退職届を書く時、もし企業でテンプレートが用意されている場合はそれを使っても構いません。テンプレートを使わない場合は、以下のように書きます。

退職届
私事、
一身上の都合により、来る平成○年○月○日をもって退職いたします。

平成○年○月○日
○○部○○課 山田花子 印

株式会社○○
代表取締役社長 
山田太郎殿

縦書きの場合は、2行目の「私事、」は行の一番下に書くようにしてください。理由は自己都合の場合、どんな理由であれ「一身上の都合」としてください。

「退職願」の場合は、3行目が「一身上の都合により、来る平成○年○月○日をもって退職いたしたく、ここにお願い申し上げます」としてください。後は同じになります。

ブラック企業にありがちな、引き止め工作とは?

悪質なブラック企業は、悪い労働条件で働かせ続けたいため、あの手この手で引き止めようとします。ありがちなのは、以下のような方法です。

  • 「お前なんかうちを辞めたら、どこも雇ってくれない」と無能呼ばわりする。
  • 「こんなすぐに辞めるなんて、根性がない」となじる。
  • 「仕事が回らなくなってもいいのか。無責任だ」と責任転嫁する。
  • 「仕事に穴が空いたら、後で損害賠償を請求する」と脅す。
  • 「労働条件を改善する」と言うが、いっこうに改善しない。
仕事が上手く回るよう適切な人員を配置するのは、本来会社の役割です。しかし、ブラック企業は社員の良心に付け込み、責任を転嫁しようとします。もちろん、それで仕事が回らなくなっても、損害賠償を背負う義務など社員にはありません。

ブラックな勤務体制で心身ともに疲弊していると、つい会社の言いなりになってしまいがちですが、将来のためにも、毅然とした態度で会社と決別することが大切です。

退職の際は、「離職票」を必ずもらうようにしよう

会社を辞めると、健康保険の切り替え手続きや、失業保険の受給手続きのために、「離職票」が必要になります。

「離職票」は、退職日から10日以内に発行しなければならないと、法律で定められています。しかし、ブラック企業の場合は、こちらが黙っていると発行しないところも結構あるようです。

退職の際は、必ず離職票を発行してもらうよう、念を押しておきましょう。会社に受け取りに行けない場合は、郵送で送ってもらうようにするとよいでしょう。

もし10日を過ぎても離職票が発行されず、問い合わせてもはぐらかされる場合は、労働基準監督署に相談してみるとよいでしょう。

ブラック企業を辞めたい人に!力になってくれる相談窓口

ブラック企業を辞めたいが、一人だと言いくるめられてしまい、なかなか辞められない…。そんな場合は、外部の窓口に相談したり、助けを求めることをおすすめします。

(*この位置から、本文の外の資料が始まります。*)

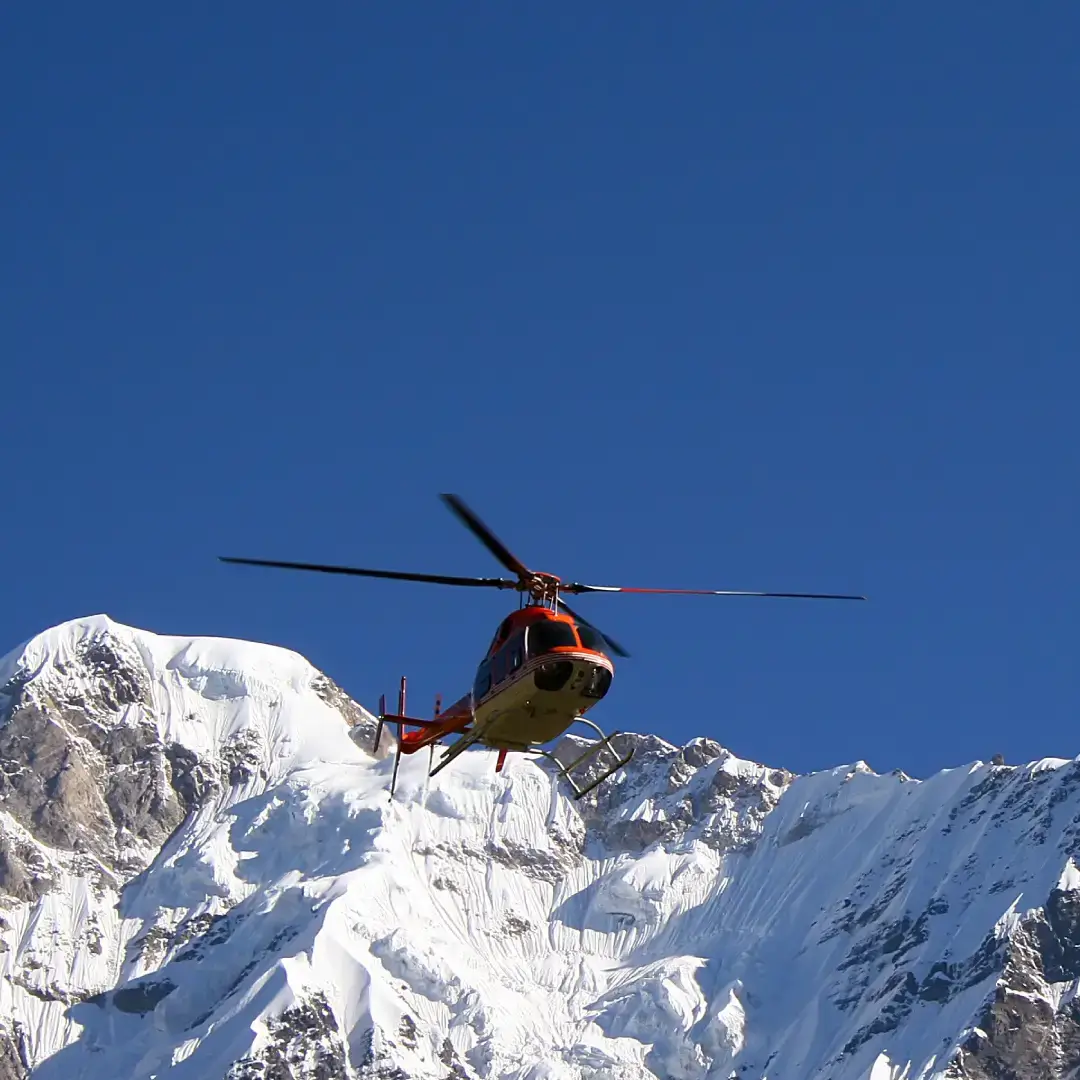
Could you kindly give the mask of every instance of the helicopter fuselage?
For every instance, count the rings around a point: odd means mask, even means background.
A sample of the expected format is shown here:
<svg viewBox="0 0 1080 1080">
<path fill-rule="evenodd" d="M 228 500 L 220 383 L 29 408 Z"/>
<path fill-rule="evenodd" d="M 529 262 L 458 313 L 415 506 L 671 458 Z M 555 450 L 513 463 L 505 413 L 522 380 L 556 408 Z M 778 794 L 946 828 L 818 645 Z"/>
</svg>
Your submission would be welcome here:
<svg viewBox="0 0 1080 1080">
<path fill-rule="evenodd" d="M 472 691 L 440 719 L 468 715 L 473 741 L 495 750 L 550 742 L 608 692 L 615 666 L 600 643 L 595 631 L 549 608 L 515 611 L 496 632 Z M 427 742 L 421 732 L 413 737 Z"/>
<path fill-rule="evenodd" d="M 387 713 L 385 698 L 379 703 L 379 727 L 374 751 L 386 723 L 398 726 L 391 792 L 397 780 L 402 754 L 434 747 L 445 736 L 458 740 L 443 754 L 434 776 L 470 746 L 486 746 L 498 752 L 495 771 L 501 772 L 512 752 L 541 754 L 551 760 L 566 779 L 575 798 L 587 794 L 633 756 L 620 756 L 587 712 L 607 693 L 614 664 L 602 650 L 599 631 L 589 624 L 562 615 L 542 604 L 530 604 L 503 620 L 476 672 L 473 688 L 446 710 L 436 703 L 431 720 L 405 713 L 405 679 L 402 677 L 397 713 Z M 544 749 L 576 723 L 585 724 L 599 737 L 569 764 Z M 584 787 L 575 783 L 571 771 L 607 750 L 614 764 L 602 767 Z"/>
</svg>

労働関係で力になってくれる相談窓口を、以下にご紹介しましょう。

総合労働相談コーナー
無料で相談できる労働局の労働相談窓口で、匿名での利用も可能。労働関係全般の相談に乗り、必要に応じて専門的な機関も紹介してくれます。
労働基準監督署
労働基準法違反の取り締まりを行う部署です。残業代の不払いなどがある場合、違反申告すれば行政指導を行ってくれます。
連合(日本労働組合総連合会)
日本最大の労働組合。ブラック企業やセクハラ・パワハラなど、労働問題全般の相談に乗ります。電話だけでなく、メールでの相談もできます。
法テラス
国が設立した法的トラブル解決の総合案内所。労働相談にも応じており、必要に応じて問題解決のための法制度や手続き、適切な相談窓口を無料で紹介してくれます。
日本労働弁護団
全国の弁護士によって組織された団体で、労働相談や訴訟活動に対する支援を行っています。

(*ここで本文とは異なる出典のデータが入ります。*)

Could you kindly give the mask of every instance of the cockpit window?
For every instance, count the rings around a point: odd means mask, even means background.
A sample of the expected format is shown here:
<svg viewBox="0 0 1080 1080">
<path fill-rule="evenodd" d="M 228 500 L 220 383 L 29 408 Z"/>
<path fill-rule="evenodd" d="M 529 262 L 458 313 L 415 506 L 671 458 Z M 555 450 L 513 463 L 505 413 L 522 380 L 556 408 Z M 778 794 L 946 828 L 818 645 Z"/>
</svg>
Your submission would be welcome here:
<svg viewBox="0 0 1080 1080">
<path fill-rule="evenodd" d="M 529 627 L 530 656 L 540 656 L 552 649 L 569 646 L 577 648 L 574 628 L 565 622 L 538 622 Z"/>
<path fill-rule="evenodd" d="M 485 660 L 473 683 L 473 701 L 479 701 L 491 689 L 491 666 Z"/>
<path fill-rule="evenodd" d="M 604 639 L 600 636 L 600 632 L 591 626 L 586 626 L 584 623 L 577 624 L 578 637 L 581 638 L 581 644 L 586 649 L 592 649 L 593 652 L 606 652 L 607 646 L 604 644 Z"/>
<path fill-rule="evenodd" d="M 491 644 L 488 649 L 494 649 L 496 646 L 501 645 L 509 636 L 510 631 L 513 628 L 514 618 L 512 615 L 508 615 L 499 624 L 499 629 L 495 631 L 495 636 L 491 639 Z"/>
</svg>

ブラック企業かな?と感じたら、勇気を出して辞める決断を!

いかがでしたか?ブラック企業は辛く苦しい思いをしなければ一人前になれない、寝る間も惜しんで働くことがやる気の現れなど、前時代的な根性論を盾にすることも少なくありません。

確かに努力や向上心は大切ですし、仕事では楽しい経験ばかりでなく、叱られたり辛い思いをすることもあるでしょう。

しかし、毎日寝る間も削って残業しなければならなかったり、休日がないという状態は明らかに異常で、そのまま働き続けると心身共に蝕まれてしまう可能性もあります。

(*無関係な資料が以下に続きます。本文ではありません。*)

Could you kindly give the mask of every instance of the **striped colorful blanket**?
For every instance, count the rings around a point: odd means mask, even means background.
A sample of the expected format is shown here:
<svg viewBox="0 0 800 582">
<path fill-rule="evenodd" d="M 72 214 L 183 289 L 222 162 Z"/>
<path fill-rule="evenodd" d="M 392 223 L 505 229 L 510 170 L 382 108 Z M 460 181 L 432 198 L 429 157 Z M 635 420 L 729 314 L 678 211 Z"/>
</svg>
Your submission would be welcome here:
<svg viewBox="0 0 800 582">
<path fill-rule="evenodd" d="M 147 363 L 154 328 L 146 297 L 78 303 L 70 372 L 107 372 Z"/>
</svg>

責任感が強く真面目な人ほど、ブラック企業に付け込まれてしまいがち。もし職場がブラックだと感じた場合は、病んでしまう前に逃げ出すことも大切です。

もし自分一人で解決できないのなら、家族や第三者など、会社の人以外の誰かに相談することをおすすめします。一人で抱え込むのではなく、時には周りの力を借りながら、心身ともに健康な状態で働けるようにしてくださいね。